Le PLF 2026 vise un effort d’environ 12 Md€ (0,4 point de PIB) pour tenir la trajectoire de déficit, principalement via la maîtrise des dépenses de l’État et de ses opérateurs. Budget de l’Etat 2026 Projet de…
Budgets en hausse : Défense, Intérieur, Justice, Éducation
- Défense : budget annoncé à 57,1 Md€ avec une hausse de plus de 6 Md€, et des créations de postes.
- Intérieur et Justice : crédits en hausse et effectifs renforcés, notamment contre criminalité organisée et narcotrafic.
- Éducation et recherche : hausse des crédits, réforme de la formation/recrutement, créations de postes, dont des moyens supplémentaires (AESH notamment).
Prestations : APL indexées, prime d’activité revalorisée
- Le gel des prestations sociales (dont APL) est abandonné : elles seront indexées sur l’inflation.
- La prime d’activité est revalorisée (en moyenne +50 €), pour un coût annoncé de 700 M€.
Aide médicale d’État (AME) : réintégration de crédits
Après des modifications discutées au Parlement, le texte final réintègre une partie des crédits (mention de 200 M€ réintégrés).

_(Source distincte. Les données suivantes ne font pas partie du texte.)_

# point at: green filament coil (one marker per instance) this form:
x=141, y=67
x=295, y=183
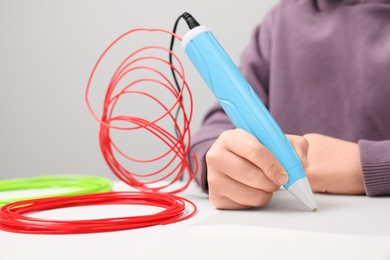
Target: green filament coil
x=76, y=184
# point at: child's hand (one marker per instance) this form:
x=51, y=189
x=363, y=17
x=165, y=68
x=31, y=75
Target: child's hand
x=334, y=165
x=243, y=173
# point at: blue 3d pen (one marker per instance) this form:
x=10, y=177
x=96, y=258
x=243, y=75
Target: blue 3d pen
x=242, y=105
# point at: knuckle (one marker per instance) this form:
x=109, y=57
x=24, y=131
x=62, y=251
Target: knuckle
x=260, y=200
x=316, y=184
x=303, y=143
x=225, y=135
x=273, y=169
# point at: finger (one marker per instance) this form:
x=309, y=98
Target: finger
x=301, y=147
x=226, y=203
x=247, y=146
x=224, y=186
x=244, y=171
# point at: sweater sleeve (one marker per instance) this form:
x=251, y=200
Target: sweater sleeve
x=375, y=159
x=254, y=66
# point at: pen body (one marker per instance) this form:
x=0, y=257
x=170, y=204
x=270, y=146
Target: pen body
x=238, y=99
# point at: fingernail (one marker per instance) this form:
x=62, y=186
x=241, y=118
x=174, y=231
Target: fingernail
x=282, y=178
x=304, y=161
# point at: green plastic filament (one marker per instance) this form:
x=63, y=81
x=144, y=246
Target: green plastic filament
x=78, y=184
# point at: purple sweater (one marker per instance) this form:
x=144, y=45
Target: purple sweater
x=321, y=66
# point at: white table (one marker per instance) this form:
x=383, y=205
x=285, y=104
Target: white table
x=345, y=227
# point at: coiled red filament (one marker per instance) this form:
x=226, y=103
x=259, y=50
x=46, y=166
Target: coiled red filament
x=174, y=159
x=13, y=216
x=154, y=184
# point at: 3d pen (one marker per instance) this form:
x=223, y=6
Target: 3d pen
x=242, y=105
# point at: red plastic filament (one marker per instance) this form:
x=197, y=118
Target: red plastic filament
x=13, y=216
x=173, y=160
x=136, y=76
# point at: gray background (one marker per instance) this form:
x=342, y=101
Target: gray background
x=47, y=50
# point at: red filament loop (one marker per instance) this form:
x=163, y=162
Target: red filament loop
x=173, y=161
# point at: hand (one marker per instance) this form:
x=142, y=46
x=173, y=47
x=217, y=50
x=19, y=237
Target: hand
x=243, y=173
x=334, y=165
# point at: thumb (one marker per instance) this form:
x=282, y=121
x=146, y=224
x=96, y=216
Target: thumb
x=301, y=147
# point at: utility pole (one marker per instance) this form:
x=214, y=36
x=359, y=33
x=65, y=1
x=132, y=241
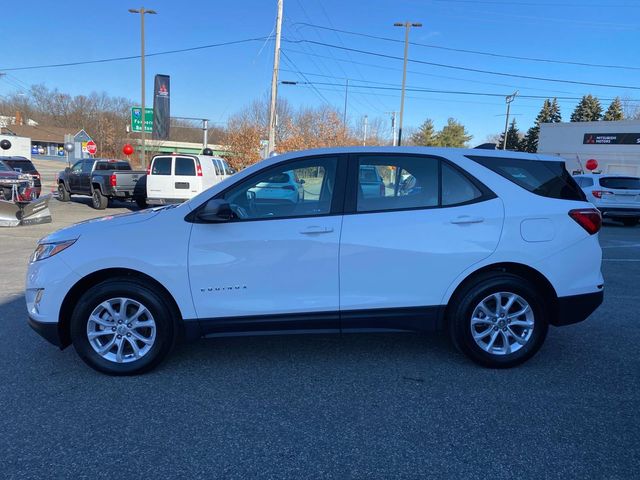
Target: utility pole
x=393, y=127
x=274, y=81
x=407, y=26
x=366, y=125
x=205, y=133
x=346, y=95
x=142, y=13
x=509, y=99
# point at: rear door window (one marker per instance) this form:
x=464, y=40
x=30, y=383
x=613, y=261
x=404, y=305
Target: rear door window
x=161, y=166
x=545, y=178
x=185, y=167
x=621, y=183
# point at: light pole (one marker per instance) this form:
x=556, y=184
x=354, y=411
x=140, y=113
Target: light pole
x=407, y=26
x=509, y=99
x=142, y=13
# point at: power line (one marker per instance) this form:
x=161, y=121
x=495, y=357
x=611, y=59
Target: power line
x=473, y=52
x=467, y=69
x=450, y=92
x=132, y=57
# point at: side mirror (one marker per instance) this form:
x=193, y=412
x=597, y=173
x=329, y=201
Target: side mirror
x=215, y=211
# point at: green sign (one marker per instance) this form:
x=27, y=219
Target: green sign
x=136, y=119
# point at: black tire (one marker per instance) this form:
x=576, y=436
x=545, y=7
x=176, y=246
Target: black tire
x=99, y=201
x=141, y=202
x=163, y=315
x=462, y=307
x=63, y=193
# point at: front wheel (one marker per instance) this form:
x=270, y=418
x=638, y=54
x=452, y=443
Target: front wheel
x=122, y=327
x=99, y=201
x=499, y=321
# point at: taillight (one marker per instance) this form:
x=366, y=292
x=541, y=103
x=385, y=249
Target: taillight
x=588, y=218
x=600, y=193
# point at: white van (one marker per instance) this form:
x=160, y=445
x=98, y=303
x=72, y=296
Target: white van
x=175, y=178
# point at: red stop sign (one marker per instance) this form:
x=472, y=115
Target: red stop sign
x=92, y=148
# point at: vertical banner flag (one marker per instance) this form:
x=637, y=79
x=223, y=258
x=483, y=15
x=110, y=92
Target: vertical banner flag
x=161, y=111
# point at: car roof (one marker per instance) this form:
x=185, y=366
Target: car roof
x=434, y=151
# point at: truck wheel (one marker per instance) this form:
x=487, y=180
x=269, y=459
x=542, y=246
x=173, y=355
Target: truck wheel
x=499, y=321
x=122, y=327
x=99, y=201
x=141, y=202
x=63, y=193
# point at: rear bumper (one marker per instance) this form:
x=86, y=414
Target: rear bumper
x=47, y=330
x=576, y=308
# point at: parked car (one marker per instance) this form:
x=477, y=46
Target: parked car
x=23, y=183
x=491, y=246
x=177, y=178
x=24, y=165
x=103, y=180
x=616, y=196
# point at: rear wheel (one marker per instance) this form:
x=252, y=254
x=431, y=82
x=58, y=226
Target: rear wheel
x=98, y=200
x=499, y=321
x=121, y=327
x=63, y=193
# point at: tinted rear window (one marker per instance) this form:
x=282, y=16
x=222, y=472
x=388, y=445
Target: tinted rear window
x=185, y=166
x=161, y=166
x=622, y=183
x=25, y=165
x=113, y=166
x=545, y=178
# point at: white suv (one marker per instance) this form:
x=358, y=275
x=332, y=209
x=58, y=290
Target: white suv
x=492, y=246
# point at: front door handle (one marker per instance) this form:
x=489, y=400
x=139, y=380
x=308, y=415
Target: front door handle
x=316, y=230
x=465, y=219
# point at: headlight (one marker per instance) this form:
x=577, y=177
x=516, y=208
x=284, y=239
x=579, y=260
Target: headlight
x=46, y=250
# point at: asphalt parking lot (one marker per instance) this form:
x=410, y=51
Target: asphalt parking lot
x=359, y=406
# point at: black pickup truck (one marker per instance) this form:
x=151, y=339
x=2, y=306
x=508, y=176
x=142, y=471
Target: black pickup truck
x=103, y=180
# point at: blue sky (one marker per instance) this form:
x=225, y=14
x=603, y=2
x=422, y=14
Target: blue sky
x=217, y=82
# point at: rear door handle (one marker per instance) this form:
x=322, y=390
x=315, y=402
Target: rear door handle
x=316, y=230
x=464, y=219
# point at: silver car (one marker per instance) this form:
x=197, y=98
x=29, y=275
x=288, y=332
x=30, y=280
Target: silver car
x=616, y=196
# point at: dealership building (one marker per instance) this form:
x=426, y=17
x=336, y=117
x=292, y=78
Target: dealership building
x=614, y=145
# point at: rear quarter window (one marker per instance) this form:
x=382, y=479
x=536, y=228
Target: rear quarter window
x=545, y=178
x=621, y=183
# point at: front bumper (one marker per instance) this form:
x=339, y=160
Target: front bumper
x=46, y=330
x=576, y=308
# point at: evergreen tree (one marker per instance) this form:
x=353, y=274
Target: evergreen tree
x=550, y=113
x=588, y=110
x=453, y=134
x=614, y=111
x=514, y=141
x=425, y=136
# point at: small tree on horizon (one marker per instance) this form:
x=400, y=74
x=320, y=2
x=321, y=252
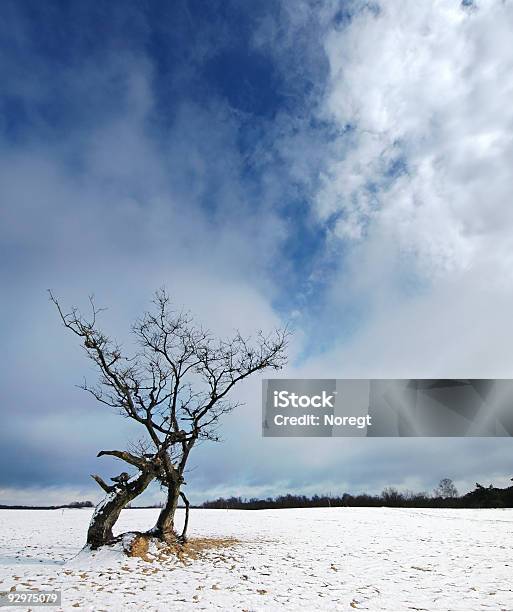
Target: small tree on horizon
x=176, y=386
x=446, y=489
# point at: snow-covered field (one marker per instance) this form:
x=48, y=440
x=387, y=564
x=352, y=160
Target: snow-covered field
x=308, y=559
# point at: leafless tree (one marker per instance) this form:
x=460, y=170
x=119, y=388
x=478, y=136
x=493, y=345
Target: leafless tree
x=446, y=489
x=176, y=386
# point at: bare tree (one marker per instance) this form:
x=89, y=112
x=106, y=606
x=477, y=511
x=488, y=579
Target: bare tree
x=446, y=489
x=176, y=386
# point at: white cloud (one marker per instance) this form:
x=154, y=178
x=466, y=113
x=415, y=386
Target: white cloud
x=426, y=87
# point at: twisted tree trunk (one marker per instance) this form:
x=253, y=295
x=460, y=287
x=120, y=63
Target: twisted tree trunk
x=107, y=511
x=165, y=527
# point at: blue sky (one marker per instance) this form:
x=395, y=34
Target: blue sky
x=345, y=166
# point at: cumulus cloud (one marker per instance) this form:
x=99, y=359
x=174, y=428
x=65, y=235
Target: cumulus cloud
x=421, y=97
x=391, y=139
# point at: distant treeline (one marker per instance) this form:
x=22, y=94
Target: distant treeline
x=480, y=497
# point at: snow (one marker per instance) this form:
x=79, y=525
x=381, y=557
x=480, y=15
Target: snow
x=304, y=559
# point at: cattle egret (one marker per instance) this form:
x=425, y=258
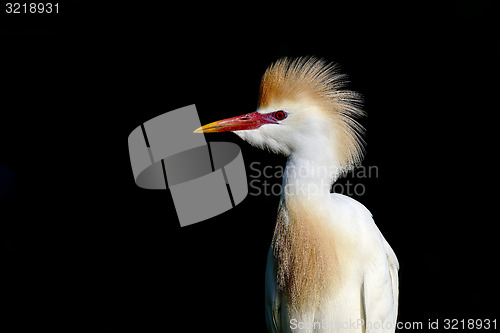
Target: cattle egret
x=329, y=269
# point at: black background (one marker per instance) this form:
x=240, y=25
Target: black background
x=85, y=250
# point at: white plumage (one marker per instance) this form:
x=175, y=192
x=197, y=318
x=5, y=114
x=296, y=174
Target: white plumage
x=329, y=269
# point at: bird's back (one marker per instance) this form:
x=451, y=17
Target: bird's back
x=358, y=290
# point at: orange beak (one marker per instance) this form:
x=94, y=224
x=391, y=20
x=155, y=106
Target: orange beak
x=247, y=121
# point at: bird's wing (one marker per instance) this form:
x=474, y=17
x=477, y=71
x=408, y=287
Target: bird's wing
x=273, y=315
x=380, y=292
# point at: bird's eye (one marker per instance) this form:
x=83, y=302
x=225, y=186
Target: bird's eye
x=280, y=115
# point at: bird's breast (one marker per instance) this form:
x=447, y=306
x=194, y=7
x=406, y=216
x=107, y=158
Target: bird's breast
x=312, y=257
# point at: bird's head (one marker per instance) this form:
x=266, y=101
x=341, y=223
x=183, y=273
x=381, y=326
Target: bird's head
x=303, y=109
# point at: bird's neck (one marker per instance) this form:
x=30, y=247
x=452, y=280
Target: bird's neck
x=302, y=242
x=309, y=176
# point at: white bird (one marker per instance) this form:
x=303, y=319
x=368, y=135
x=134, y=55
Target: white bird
x=329, y=268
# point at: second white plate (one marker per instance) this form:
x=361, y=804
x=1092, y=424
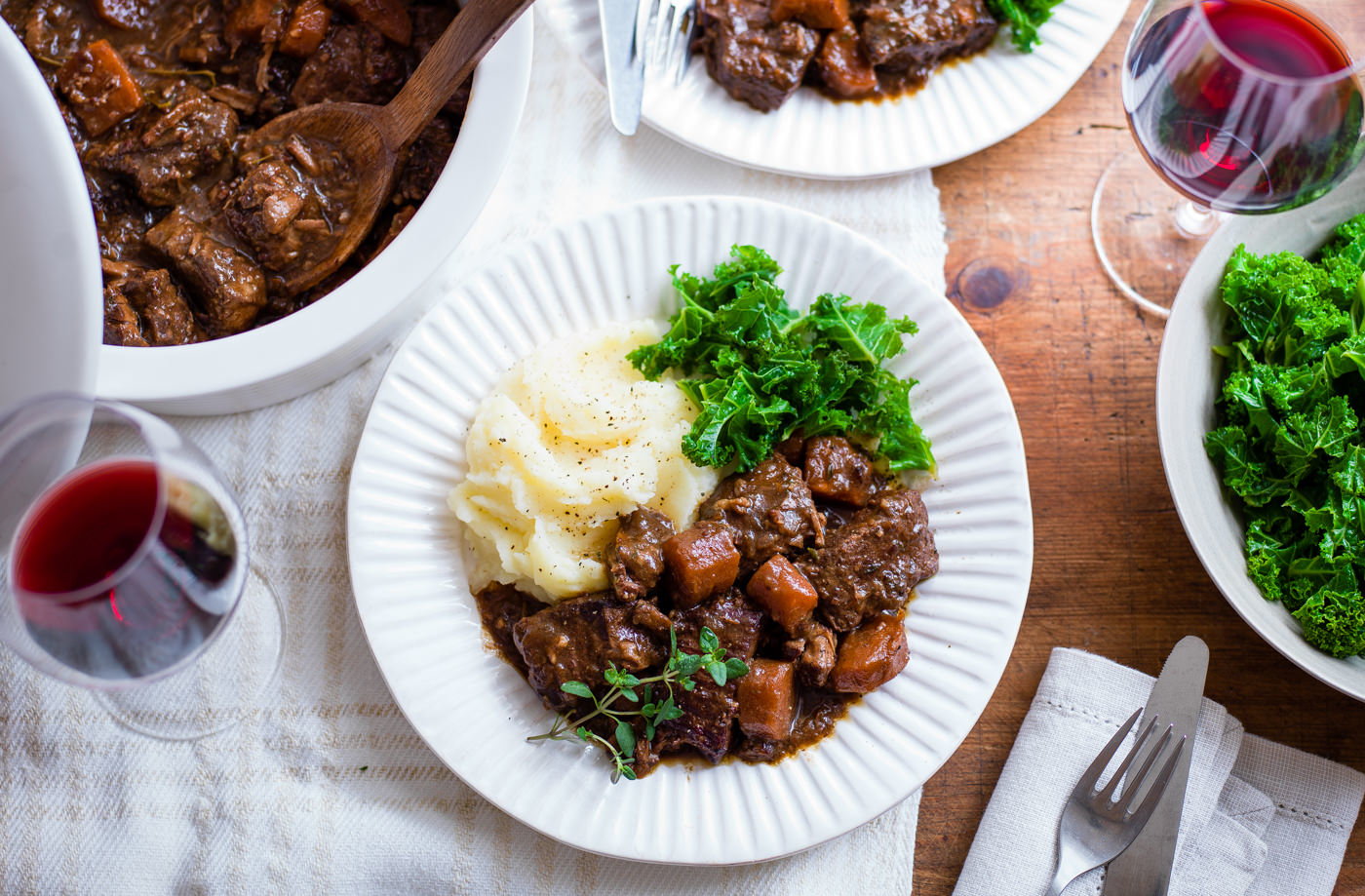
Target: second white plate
x=965, y=106
x=475, y=711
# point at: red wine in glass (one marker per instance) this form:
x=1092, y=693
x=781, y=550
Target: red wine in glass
x=1244, y=105
x=123, y=568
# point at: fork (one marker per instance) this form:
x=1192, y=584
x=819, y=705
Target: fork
x=1095, y=825
x=664, y=30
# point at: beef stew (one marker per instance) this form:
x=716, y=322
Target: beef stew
x=761, y=51
x=198, y=224
x=811, y=603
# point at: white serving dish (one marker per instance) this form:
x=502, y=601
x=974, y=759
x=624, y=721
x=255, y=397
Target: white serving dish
x=475, y=712
x=965, y=106
x=317, y=344
x=50, y=257
x=1188, y=378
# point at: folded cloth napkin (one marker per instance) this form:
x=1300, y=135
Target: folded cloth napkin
x=1260, y=818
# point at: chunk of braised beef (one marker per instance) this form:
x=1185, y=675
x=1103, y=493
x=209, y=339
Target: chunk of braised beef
x=425, y=162
x=816, y=656
x=921, y=33
x=51, y=29
x=290, y=204
x=229, y=287
x=190, y=139
x=838, y=472
x=873, y=563
x=818, y=14
x=120, y=323
x=579, y=637
x=871, y=654
x=702, y=562
x=635, y=555
x=770, y=510
x=755, y=58
x=709, y=709
x=354, y=64
x=161, y=313
x=501, y=606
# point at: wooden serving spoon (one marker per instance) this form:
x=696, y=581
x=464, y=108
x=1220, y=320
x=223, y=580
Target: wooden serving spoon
x=372, y=136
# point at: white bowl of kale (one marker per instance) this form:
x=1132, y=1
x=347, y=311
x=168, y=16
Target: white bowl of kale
x=1260, y=398
x=197, y=232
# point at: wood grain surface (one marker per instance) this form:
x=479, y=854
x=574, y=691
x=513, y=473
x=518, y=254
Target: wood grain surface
x=1112, y=571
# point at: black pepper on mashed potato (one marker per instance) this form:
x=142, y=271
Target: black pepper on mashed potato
x=570, y=439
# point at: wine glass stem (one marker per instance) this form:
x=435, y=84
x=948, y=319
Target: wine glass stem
x=1194, y=220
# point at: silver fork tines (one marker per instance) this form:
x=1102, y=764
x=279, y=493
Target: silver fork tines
x=1096, y=825
x=666, y=27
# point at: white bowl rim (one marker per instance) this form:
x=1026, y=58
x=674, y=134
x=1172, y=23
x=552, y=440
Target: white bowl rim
x=1190, y=472
x=70, y=191
x=344, y=319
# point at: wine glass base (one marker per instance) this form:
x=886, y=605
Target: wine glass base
x=1146, y=234
x=224, y=684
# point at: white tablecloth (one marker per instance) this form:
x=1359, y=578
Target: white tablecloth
x=328, y=790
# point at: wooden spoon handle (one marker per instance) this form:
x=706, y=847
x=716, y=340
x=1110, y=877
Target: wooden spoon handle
x=471, y=33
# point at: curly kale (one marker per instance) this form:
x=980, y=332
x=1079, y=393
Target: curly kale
x=760, y=371
x=1024, y=18
x=1289, y=442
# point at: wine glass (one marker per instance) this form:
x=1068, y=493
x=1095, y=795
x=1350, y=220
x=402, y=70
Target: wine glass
x=1242, y=106
x=125, y=561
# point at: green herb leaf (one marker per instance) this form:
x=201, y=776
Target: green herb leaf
x=577, y=688
x=625, y=738
x=1024, y=18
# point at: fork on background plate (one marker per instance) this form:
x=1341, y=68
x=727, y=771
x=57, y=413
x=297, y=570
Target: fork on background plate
x=1095, y=825
x=664, y=30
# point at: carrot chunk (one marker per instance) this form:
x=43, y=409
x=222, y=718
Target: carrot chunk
x=822, y=14
x=780, y=588
x=702, y=561
x=307, y=26
x=386, y=17
x=99, y=88
x=767, y=699
x=871, y=654
x=253, y=20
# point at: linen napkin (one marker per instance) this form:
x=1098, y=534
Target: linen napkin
x=1260, y=818
x=327, y=789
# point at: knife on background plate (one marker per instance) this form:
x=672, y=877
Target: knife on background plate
x=1144, y=869
x=624, y=63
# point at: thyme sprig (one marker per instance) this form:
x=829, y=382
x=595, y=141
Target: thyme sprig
x=655, y=691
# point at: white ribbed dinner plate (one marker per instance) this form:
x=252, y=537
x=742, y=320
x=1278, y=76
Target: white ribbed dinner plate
x=965, y=106
x=475, y=711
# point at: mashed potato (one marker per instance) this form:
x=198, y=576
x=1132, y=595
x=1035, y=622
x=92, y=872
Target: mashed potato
x=572, y=437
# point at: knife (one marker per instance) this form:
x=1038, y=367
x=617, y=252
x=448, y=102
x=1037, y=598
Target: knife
x=1144, y=869
x=624, y=63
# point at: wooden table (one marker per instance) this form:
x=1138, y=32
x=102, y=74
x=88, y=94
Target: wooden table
x=1112, y=571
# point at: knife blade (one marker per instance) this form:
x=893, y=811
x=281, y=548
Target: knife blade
x=624, y=63
x=1144, y=869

Collectivités locales : contribution à l’effort et dispositifs maintenus
Les collectivités sont associées au redressement avec, en parallèle, une volonté de réduire le “poids des normes” et de soutenir les territoires les plus fragiles (fonds de sauvegarde renforcé, accompagnement des événements climatiques).
Dans la version finale :
- La DGF est maintenue à son niveau de 2025.
- Le dispositif Dilico (lissage conjoncturel) est maintenu en 2026, avec un effort réduit et exonération des communes.
- Création/confirmation d’une prime régalienne annuelle de 500 € pour les maires.
- Mise en place d’un régime d’assurance et d’un fonds de mutualisation pour indemniser les collectivités en cas de dommages liés à des émeutes.